Она плавала, плескалась, но я уже не смотрел в ее сторону. Представлял, что сам бултыхаюсь возле нее. Хотя и понимал, что это невозможно, что не отважусь никогда…
Тем временем Дуся вышла из воды. Я подумал, что не будет же она надевать платье на мокрый купальник, и спустился вниз.
— Припекло? — бросил Андрей…
Мы опять сидели и молчали. Я тоже вытащил папиросу. А потом все мы увидели, как между кучами рыжей глины прошла Дуся, и тело ее под платьем слегка покачивалось. Ну что тут необычного? Женщина идет после купания. Но я невольно покраснел.
— Дуся, — сказал белобрысый, будто никто из нас не видел ее. — Позвать, что ли? Она, наверно, такая, что придет.
Он заложил пальцы в рот и свистнул. Дуся оглянулась и спокойно пошла дальше.
Я почувствовал, как внезапная тоска с головой захлестнула меня. Так не впервые со мной, когда вижу Дусю, когда слышу такое.
Дуся мучит меня. Мучит и манит. Кто-то сказал, что она не особенно гордая, и я склонен поверить в это. И потому злюсь на себя. И меня отталкивает от нее какая-то сила. Отталкивает и притягивает. Не могу я просто пойти к ней, как, наверно, ходят другие. И не могу молоть ей о высоких материях — засмеет.

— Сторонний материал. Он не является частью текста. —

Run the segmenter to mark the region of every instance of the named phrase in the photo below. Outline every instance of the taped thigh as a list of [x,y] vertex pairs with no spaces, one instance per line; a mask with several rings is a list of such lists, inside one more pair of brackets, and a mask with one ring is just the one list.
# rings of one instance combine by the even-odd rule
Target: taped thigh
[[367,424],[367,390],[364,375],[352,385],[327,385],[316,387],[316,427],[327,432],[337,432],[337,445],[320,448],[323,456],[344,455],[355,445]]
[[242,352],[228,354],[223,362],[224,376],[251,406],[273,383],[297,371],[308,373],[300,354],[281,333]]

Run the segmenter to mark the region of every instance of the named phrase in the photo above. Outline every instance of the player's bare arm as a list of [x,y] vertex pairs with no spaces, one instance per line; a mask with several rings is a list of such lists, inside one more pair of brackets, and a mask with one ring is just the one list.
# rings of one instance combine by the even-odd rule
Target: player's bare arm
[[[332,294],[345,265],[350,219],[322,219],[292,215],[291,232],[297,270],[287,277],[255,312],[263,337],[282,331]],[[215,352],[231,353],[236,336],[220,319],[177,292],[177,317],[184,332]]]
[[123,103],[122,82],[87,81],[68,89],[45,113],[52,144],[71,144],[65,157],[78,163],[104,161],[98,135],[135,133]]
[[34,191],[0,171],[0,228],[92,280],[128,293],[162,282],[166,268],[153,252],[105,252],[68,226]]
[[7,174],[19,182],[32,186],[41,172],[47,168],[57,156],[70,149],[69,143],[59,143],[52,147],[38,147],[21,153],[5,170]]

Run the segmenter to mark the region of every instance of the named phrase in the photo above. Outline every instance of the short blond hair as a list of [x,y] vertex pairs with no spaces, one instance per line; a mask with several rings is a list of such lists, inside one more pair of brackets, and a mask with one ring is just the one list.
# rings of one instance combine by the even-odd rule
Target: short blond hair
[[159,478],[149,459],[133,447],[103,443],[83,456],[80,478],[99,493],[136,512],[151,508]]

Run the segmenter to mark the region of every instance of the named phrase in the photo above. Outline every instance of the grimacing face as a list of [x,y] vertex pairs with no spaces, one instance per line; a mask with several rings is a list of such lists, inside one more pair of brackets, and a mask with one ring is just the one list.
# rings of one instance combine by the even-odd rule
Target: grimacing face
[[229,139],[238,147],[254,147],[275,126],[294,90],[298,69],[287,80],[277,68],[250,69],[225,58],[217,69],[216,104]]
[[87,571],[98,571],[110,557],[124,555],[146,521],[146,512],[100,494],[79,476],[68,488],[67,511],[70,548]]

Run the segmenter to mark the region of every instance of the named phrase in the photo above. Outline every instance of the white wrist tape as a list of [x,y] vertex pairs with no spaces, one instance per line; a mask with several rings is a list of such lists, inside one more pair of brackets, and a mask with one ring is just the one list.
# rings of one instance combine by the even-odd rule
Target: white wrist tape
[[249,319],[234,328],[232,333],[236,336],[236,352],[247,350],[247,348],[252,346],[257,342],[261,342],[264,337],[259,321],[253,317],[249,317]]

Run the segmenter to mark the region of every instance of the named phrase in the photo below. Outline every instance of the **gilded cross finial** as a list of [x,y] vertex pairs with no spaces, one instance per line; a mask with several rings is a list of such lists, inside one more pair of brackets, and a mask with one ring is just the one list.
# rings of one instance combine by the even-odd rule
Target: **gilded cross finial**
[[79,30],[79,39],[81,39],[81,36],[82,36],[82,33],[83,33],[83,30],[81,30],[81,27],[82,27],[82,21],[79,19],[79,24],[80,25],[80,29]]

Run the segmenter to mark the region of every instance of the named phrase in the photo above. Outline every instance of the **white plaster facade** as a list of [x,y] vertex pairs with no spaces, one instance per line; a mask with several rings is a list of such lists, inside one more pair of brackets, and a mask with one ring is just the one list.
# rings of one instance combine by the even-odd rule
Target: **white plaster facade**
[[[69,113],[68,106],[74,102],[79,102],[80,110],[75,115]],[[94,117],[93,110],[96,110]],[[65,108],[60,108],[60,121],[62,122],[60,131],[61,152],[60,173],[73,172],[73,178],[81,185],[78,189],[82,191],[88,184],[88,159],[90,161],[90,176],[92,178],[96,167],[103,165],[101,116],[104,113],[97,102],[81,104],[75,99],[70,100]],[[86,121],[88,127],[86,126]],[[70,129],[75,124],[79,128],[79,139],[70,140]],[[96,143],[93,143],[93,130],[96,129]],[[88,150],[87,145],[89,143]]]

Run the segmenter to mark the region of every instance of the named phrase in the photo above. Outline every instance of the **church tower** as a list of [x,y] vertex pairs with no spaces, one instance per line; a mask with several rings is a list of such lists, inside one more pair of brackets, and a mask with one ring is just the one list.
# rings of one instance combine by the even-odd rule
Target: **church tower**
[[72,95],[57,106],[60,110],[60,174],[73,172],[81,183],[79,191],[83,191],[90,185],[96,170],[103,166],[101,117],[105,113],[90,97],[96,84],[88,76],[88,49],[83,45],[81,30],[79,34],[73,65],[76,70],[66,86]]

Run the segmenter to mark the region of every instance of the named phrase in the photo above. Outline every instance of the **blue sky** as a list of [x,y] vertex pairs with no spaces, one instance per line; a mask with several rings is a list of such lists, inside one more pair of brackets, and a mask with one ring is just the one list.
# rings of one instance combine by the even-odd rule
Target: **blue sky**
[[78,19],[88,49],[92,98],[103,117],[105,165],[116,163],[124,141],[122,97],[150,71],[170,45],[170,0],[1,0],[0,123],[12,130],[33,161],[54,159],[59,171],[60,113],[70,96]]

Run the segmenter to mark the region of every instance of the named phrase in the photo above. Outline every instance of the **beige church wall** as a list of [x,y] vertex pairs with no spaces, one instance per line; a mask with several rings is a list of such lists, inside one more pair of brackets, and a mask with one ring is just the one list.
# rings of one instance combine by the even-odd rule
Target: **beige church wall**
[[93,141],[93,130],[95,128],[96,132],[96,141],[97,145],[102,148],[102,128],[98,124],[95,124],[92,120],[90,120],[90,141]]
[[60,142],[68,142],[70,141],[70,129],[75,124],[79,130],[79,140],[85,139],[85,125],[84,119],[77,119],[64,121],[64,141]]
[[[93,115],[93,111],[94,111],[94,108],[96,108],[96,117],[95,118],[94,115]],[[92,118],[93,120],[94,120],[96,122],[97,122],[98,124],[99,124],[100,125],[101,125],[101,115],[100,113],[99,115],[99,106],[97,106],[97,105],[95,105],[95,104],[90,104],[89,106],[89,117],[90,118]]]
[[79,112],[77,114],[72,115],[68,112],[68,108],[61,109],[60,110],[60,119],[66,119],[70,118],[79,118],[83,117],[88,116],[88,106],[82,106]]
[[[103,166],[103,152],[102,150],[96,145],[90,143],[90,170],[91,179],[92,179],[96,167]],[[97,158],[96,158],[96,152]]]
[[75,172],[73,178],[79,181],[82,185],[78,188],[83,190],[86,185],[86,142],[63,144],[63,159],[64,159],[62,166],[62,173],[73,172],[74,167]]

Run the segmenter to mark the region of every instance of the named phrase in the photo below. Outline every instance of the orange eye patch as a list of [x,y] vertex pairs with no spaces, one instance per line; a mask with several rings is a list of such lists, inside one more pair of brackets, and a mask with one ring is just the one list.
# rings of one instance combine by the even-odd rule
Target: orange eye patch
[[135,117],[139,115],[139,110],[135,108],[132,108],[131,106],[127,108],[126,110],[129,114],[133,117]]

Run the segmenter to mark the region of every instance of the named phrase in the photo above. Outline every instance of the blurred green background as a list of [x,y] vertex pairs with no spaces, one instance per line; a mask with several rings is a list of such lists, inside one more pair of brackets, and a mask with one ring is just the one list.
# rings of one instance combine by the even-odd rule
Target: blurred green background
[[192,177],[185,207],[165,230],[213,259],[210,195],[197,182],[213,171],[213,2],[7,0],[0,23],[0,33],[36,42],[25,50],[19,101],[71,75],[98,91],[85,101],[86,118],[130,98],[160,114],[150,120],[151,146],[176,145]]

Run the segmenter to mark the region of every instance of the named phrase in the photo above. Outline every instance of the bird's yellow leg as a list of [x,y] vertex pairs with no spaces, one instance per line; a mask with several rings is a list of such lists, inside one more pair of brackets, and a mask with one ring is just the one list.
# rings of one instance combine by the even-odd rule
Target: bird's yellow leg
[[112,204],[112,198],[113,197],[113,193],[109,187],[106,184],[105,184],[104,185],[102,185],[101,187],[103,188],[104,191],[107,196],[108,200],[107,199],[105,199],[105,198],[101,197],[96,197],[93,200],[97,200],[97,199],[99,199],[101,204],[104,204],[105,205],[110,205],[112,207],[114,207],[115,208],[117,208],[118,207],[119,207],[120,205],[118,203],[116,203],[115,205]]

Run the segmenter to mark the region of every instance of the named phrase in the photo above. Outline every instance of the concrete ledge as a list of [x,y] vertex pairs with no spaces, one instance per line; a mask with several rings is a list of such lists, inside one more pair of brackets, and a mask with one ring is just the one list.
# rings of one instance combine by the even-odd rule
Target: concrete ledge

Слышал я, что была она замужем, но очень недолго, потому что муж ее «прыгнул в гречиху» раньше, чем прошел медовый месяц. Дуся собрала свои пожитки, хорошо, что их было немного, и уехала… С тех пор всем хвалится, что якобы будет платить «тому пакостнику» той же монетой.
Дуся мне кажется непостижимым существом, хотя, вероятно, я знаю ее больше, чем кого-либо. Еще в первый день, когда мы приехали на строительство канала и в управлении нам сказали, что плотников пока что своих достаточно, но нас могут временно зачислить грузчиками, мы встретились с нею. Мы — это я да Андрей. Увидели Дусю в кладовой, где должны были брать спецодежду. Помню, она спросила: «Эх, парнишка, что ты здесь не видел?» «Парнишка» — это касалось меня. Андрей, хотя и сверстник, выглядит старше. «Канал», — ответил я уважительно. «И не увидишь», — отрезала Дуся. А я удивился — почему? «Потому, потому… что не туда смотришь», — полушутливо-полусерьезно закончила она, заметив, что я помимо воли посмотрел на глубокий вырез в ее платье…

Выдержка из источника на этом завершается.